The end-to-end mental model
If you only keep one map in your head, make it this:
- Ingress: an event arrives from a channel or trigger.
- Normalization: the adapter turns it into a common event shape.
- Governance: access control decides whether it can continue.
- State: session resolution binds it to a conversation.
- Reasoning: context assembly prepares the bounded prompt.
- Action: the model calls tools if needed.
- Persistence: logs and memory capture what matters.
Ingress -> Normalize -> Govern -> Session -> Context -> Model -> Tools -> Response
|
v
Logs + Memory + Index
Why this design works
This architecture is modular without becoming abstract. You can add a new channel without rewriting the reasoning loop.

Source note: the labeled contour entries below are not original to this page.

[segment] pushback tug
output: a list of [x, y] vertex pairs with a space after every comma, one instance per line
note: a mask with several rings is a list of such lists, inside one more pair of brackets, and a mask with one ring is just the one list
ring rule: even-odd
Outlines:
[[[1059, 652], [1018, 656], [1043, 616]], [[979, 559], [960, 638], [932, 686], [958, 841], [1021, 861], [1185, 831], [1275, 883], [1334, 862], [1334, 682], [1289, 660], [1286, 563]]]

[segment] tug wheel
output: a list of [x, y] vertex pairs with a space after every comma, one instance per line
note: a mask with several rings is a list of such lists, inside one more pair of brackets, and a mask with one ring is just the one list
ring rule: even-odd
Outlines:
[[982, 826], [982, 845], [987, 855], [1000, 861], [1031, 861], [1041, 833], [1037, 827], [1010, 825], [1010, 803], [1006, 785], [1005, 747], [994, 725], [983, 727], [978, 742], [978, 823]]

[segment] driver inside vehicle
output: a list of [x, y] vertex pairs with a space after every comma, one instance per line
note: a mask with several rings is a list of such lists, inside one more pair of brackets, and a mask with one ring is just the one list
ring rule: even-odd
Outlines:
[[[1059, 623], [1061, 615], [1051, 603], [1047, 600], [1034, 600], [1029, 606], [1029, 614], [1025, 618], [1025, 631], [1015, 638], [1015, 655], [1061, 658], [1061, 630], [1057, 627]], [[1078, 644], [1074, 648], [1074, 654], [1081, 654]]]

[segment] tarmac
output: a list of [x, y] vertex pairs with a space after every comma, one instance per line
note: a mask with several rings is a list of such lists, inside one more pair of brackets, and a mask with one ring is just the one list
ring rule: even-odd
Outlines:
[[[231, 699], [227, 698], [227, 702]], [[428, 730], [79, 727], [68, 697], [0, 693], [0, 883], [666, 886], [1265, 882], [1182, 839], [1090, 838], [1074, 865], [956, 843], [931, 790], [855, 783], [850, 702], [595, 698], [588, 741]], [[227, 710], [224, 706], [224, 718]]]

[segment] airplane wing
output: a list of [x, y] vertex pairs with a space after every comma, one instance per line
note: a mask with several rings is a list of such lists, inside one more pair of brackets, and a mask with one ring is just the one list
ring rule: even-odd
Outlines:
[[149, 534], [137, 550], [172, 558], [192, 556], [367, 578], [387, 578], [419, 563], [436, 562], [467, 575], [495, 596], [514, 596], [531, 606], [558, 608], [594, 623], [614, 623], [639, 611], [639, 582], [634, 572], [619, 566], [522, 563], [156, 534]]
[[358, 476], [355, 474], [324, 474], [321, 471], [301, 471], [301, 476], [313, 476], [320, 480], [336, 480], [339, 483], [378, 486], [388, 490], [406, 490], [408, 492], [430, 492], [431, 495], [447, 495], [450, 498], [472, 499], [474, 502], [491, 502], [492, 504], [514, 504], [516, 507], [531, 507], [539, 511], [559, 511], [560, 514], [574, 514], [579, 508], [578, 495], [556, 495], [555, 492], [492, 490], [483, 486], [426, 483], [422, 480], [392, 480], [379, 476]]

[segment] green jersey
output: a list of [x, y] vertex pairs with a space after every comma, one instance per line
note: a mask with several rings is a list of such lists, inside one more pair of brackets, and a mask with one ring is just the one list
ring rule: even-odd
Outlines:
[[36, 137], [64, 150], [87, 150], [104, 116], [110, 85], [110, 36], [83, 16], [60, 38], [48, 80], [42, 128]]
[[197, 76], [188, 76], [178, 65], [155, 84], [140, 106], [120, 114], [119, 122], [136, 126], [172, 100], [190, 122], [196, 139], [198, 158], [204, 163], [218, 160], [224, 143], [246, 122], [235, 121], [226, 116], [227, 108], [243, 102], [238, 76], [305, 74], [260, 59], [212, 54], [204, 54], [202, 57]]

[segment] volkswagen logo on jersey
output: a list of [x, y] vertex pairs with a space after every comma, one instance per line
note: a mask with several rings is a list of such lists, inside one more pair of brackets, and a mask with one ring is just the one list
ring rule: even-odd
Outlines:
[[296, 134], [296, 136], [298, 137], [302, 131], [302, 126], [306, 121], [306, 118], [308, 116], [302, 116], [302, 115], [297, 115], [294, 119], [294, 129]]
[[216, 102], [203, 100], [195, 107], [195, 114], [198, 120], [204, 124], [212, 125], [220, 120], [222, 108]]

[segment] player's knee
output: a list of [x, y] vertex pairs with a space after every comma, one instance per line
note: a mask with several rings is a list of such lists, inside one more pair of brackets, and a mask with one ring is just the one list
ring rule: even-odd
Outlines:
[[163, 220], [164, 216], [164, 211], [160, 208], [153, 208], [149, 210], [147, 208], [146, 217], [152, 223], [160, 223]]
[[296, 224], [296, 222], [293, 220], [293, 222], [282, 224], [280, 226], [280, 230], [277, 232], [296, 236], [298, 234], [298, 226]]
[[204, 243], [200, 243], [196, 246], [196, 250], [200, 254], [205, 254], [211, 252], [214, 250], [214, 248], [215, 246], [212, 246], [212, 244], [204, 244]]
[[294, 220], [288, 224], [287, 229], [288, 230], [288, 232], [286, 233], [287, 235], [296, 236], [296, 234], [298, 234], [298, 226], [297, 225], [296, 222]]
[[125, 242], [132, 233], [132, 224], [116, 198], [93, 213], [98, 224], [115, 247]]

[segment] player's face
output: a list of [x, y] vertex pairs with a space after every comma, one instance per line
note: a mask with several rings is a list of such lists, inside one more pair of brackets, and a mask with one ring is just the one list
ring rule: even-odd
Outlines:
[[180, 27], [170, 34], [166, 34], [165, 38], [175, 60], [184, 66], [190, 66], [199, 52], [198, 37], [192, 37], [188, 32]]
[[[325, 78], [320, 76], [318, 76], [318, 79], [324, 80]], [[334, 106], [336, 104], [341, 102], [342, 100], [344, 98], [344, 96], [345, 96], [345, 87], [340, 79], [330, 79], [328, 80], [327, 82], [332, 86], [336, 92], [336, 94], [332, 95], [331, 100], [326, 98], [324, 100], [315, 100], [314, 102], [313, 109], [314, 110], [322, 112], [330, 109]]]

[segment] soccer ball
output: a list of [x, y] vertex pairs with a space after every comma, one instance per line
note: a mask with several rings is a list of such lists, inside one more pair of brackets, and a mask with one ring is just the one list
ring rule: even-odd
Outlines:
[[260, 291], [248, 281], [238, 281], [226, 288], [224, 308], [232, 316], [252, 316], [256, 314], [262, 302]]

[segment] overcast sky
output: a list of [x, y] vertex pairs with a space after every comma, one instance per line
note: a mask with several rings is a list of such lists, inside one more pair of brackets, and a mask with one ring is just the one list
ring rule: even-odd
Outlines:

You can change the embedding provider without changing sessions. You can tune memory retrieval without touching the transcript format. And because the Gateway stays central, the system keeps its control plane clear.
That balance is the real strength of OpenClaw: it combines event-driven orchestration, state isolation, bounded context, and searchable memory in a way that stays understandable once the handoffs are clear.